Bad Bad Hats’ Upside-Down Pop Hits

When Kerry Alexander wants to write a song, she turns on the radio. That’s because Alexander, the lead singer and songwriter of the Minneapolis band Bad Bad Hats, is interested in pop tropes – how to play around with them, why they work the way they do.
Take “Nothing Gets Me High,” the power-pop centerpiece of her band’s new album, Lightning Round. Alexander wrote it after listening to Tove Lo’s 2014 hit “Habits (Stay High)” and figuring how to invert the song’s premise. “I was thinking about how there are so many songs about love and drugs as a metaphor,” she says, before spelling out her uniquely personal premise for the song: “And I was like, ‘I want to write a song like that, but I have never actually been high. I have never done drugs.”
Another new song, “1-800,” came from listening to Drake’s “Hotline Bling” and wondering why more songs didn’t play around with toll-free numbers. “I like that phrase, using 1-800 as a metaphor for how you get nothing but junk in your life,” she says, “Or that you feel like people look at you like a 1-800 call, like, ‘No one picks me up. They all let me go.'”
On Lightning Round, the Minnesota quartet refine and polish the blend of indie-pop, folk, and rock that they introduced on their 2015 debut, Psychic Reader, an album that won positive reviews and high-profile opening gigs for Third Eye Blind and Margaret Glaspy.
After alternating between acoustic offerings and revved-up, garage-leaning rock on their debut, the band settles into a comfortable mid-tempo groove on the new LP, whose richly-produced synth-pop sound echoes Fleetwood Mac’s Tusk.
“Kerry and I were kind of thinking, ‘Yeah, we’ll pretty much just do the same thing again,” says multi-instrumentalist Chris Hoge. “But [producer] Brett Bullion really pushed us to make something different.”
Hoge and Alexander began dating in college, and got married in 2017 in between recording sessions for Lightning Round, which bridges the band’s pop sensibilities with Alexander’s singer-songwriter tendencies. Alexander begins writing most of her songs in a folk mode on an acoustic guitar, before they are shaped and revised in what she calls the “subtle intervention” of the band’s creative input.
Discussing their role in the recording process, the other members of the band are quick to downplay their own influence. “The songs I’m most excited about playing are when we’re emphasizing the core of the song and never getting in the way,” says drummer Connor Davison, who joined the band in 2016.
Bad Bad Hats’ new album is once again grounded in the sharp lyrical perspective of Alexander, whose songs detail miniature crises of vulnerability in otherwise stable personal relationships. “I bought this dress to spite you/I’ll wear it ’cause I hate you/Cause you don’t know what you got,’ she sang on 2015’s “Things We Never Say.” “Then I’ll wear it to your house and I’ll let you take it off.”

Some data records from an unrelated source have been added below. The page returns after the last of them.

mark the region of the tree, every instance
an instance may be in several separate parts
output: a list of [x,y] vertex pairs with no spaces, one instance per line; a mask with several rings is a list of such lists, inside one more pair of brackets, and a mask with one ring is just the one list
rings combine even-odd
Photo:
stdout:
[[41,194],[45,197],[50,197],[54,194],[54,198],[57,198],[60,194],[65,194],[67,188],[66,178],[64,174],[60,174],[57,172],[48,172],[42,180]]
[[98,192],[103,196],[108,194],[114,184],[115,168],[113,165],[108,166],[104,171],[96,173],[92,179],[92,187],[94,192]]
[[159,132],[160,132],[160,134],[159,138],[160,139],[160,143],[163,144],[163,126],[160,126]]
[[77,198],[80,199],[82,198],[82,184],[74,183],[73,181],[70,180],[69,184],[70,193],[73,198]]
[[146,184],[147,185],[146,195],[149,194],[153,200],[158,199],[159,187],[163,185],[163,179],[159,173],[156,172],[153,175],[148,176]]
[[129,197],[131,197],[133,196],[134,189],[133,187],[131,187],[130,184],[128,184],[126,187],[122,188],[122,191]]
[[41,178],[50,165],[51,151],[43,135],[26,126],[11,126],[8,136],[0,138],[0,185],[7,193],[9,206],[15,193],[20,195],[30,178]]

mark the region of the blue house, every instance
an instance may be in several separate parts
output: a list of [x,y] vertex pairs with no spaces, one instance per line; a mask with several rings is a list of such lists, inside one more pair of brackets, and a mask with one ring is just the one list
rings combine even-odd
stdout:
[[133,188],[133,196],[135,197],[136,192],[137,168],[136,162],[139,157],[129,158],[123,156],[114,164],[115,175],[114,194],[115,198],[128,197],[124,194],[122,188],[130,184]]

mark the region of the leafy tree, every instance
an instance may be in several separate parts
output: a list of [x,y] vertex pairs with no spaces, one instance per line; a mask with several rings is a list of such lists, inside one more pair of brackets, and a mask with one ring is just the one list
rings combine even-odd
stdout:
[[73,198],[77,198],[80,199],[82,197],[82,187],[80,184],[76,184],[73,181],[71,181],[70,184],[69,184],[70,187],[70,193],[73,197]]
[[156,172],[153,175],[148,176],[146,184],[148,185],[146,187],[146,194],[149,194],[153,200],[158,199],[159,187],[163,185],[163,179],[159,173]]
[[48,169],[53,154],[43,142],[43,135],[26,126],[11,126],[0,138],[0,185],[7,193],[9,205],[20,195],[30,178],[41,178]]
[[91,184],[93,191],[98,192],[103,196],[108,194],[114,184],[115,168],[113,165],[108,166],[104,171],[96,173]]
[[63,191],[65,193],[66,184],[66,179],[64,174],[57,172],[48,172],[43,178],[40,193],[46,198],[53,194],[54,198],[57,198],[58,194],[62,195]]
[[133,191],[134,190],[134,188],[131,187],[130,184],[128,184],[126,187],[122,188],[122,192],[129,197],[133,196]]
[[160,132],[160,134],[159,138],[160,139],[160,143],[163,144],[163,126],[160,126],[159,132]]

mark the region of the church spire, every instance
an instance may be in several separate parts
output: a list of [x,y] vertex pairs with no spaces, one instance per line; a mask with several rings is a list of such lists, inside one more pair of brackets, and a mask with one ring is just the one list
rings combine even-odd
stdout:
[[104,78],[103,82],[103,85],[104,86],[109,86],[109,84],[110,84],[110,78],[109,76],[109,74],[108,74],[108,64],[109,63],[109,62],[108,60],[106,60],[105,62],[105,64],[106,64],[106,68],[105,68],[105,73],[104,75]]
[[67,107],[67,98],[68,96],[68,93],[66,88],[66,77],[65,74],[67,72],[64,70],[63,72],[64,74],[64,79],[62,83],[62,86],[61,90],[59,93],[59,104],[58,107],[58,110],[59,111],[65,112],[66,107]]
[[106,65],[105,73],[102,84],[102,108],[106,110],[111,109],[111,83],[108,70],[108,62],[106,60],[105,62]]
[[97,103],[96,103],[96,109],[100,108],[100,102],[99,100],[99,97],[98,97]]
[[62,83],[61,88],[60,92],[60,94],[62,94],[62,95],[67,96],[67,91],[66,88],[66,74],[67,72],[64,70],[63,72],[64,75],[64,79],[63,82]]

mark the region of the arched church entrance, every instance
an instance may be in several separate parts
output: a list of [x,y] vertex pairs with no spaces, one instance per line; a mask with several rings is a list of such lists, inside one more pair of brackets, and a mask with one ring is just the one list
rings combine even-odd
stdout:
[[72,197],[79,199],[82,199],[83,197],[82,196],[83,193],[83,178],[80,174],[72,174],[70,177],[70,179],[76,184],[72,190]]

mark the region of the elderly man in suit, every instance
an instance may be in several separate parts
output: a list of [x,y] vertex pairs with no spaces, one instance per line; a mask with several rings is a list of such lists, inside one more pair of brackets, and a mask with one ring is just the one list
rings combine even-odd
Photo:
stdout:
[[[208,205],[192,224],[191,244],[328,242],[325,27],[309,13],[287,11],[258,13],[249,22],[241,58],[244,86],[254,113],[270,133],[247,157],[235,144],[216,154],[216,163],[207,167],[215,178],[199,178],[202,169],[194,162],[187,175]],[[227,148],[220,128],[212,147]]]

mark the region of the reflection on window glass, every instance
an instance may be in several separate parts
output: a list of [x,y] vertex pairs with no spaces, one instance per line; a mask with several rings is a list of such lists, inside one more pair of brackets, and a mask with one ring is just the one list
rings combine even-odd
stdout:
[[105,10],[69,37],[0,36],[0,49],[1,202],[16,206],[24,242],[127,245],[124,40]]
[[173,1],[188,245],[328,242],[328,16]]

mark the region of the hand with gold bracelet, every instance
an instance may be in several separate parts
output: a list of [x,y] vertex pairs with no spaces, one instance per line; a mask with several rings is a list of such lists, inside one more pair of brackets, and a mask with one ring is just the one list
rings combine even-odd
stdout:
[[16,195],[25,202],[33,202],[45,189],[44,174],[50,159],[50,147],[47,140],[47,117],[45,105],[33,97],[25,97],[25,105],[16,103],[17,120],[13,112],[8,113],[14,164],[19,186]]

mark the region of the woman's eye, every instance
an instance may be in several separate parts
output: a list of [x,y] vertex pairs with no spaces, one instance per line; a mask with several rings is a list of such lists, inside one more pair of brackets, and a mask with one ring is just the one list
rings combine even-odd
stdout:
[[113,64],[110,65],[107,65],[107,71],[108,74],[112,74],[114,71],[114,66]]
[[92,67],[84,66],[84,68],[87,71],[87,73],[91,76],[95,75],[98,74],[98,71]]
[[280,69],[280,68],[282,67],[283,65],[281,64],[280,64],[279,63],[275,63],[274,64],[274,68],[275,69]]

Alexander traces similar moments on new songs like “Absolute Worst” and “Makes Me Nervous.” “I scream at the pool and float like a fool,” she sings on the latter, “‘Cause I still want to be whatever you need.”
“For some songs I’ll just come up with a melody and words will come to me as I’m singing,” she says, “and I’ll like a turn of phrase enough that that then becomes the entire song.”
Bad Bad Hats began as the duo of Alexander and Hoge, who met as students at Macalester College in St. Paul. “We had found each other’s demos on Myspace,” Alexander says, “and I had been working on a song that I wanted to be a duet.” As a Macalester undergrad around the same time, I saw Alexander finding her voice as a songwriter and vocalist, testing out her scrappy folk originals and covering Blink 182’s “All The Small Things” at solo-acoustic shows on campus.
The first time she heard Hoge playing drums along to her music, Alexander says she realized they needed to start a band. The earliest days of their collaboration were inauspicious: today they laugh when recalling one quickly-discarded early song from this era, written in the summer of 2010, about the World Cup.
After adding Noah Boswell on bass, the trio spent several years gigging around the Twin Cities and developing their bubbly folk-pop sound before releasing their debut EP, It Hurts, in 2013. Five years later, the band’s sound has become more dense and richly produced while still wholly anchored in Alexander’s singer-songwriter tendencies.
Despite Boswell’s impending departure from the group to attend grad school, the band is upbeat about their future as they prepare for a heavy year of touring, which will include their first-ever headlining show at Minneapolis’ famed First Avenue.
“We always talk about how we just want to make this a living. It doesn’t have to be crazy, but if we’re going to go straight to the top, we’ll the ride the ride,” Alexander says with a half-smile. “If that’s what the people want, we’ll do it.”